‘One clan defined themselves as default, one clan defined themselves as authentic.’
- Narrator (Hayleigh Joy-Rose), Finding Fanon: Part III
It’s noteworthy that when I’ve played video games (even those with violent storylines), I sought characters with my likeness. In tournament-style games like Mortal Kombat, my characters had skin dark like mine, bodies and hair curved like mine. That was how I fought best — being as close to myself as possible.
In GTA: Vice City, I memorized the ‘skin-change’ cheat code that could transplant Tommy Vercetti’s ‘soul’ into one of two Black-woman NPCs. And when I tired of high-stress missions (or my motor skills weren’t sharp enough), I entered the ‘Ladies’ Man’ cheat, recruited a mob of girlfriends, beat up people who ‘disrespected’ us, and used stolen buses as caravans for trips around the unlocked map— it was like a higher-res Barbie doll game.
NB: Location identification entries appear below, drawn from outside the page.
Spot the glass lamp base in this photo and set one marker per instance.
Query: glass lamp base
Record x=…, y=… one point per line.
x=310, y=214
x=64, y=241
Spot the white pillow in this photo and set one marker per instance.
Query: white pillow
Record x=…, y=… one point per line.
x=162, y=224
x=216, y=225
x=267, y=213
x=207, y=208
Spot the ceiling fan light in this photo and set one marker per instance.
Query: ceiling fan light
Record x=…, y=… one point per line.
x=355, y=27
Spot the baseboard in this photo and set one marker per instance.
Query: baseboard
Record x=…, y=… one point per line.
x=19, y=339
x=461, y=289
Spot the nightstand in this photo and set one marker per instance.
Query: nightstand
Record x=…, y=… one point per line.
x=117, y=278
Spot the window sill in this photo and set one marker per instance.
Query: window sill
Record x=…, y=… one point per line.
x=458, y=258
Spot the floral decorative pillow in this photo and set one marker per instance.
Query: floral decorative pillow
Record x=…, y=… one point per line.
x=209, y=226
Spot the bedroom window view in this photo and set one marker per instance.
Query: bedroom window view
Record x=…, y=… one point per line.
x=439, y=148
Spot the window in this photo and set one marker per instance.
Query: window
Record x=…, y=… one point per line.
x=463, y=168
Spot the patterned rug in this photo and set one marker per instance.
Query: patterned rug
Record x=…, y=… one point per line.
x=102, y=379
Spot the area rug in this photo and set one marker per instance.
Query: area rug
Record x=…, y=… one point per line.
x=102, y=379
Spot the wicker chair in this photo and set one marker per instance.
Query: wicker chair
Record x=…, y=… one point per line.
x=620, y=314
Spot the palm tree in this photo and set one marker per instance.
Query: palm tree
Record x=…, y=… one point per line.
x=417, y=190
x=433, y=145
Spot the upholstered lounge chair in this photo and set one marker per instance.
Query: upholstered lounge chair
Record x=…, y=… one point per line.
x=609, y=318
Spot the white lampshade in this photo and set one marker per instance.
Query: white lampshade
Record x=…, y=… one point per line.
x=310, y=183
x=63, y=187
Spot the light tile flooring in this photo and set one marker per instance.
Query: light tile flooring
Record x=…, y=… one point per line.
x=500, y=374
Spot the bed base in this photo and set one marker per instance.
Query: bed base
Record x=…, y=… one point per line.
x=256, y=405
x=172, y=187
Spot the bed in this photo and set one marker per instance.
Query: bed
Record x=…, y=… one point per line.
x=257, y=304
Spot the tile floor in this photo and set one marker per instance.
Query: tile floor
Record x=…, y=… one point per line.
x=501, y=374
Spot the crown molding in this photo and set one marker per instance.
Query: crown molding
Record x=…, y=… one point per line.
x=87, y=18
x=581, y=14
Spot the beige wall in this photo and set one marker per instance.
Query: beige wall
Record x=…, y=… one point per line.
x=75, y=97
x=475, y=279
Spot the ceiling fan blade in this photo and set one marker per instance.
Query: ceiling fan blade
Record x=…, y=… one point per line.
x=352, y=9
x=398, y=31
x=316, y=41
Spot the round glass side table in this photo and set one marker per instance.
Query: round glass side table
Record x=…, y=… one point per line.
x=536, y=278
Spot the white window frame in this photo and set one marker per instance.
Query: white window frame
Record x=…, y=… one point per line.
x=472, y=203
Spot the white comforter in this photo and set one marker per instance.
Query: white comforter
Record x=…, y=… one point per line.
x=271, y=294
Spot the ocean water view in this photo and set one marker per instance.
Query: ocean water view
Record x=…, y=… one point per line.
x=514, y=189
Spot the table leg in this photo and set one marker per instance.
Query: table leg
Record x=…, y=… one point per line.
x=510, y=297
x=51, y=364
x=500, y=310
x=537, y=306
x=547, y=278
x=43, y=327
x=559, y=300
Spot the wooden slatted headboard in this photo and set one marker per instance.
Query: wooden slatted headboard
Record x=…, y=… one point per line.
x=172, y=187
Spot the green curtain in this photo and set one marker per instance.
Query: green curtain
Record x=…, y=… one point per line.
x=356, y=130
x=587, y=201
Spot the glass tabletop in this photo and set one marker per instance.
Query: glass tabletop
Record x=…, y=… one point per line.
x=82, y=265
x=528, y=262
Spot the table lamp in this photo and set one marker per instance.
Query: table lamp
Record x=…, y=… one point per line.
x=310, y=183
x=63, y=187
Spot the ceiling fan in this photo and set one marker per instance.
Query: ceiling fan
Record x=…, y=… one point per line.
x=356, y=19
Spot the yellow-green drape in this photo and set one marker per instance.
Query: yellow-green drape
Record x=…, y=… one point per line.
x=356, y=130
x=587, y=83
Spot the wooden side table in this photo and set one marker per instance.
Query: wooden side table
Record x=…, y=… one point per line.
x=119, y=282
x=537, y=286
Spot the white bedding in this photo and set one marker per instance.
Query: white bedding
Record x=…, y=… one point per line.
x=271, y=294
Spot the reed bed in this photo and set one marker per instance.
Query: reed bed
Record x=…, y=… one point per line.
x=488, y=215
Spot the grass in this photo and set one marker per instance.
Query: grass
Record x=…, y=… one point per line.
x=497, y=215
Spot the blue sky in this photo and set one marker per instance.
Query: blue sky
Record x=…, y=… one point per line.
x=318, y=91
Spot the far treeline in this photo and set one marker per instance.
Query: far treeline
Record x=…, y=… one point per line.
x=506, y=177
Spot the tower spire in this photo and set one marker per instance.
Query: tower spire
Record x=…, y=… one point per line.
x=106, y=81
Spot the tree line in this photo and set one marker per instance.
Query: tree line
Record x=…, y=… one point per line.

There was some dissonance in my GTA romps: Tommy’s wise-guy voice and gestures remained after I changed his body (my avatar was Frankensteinian), but tuning Tommy to me made his invincibility more accessible. There was no mischief Liza-Tommy couldn’t get away with if s-he ran long and hard enough; no death s-he couldn’t return from. I’d never had such power in my real life. Though, I don’t think that lack of consequence exists for anyone, really — not even elevated white people and men. While collections may come late, every action is already paid for. We see this in the sulky state of Western empire.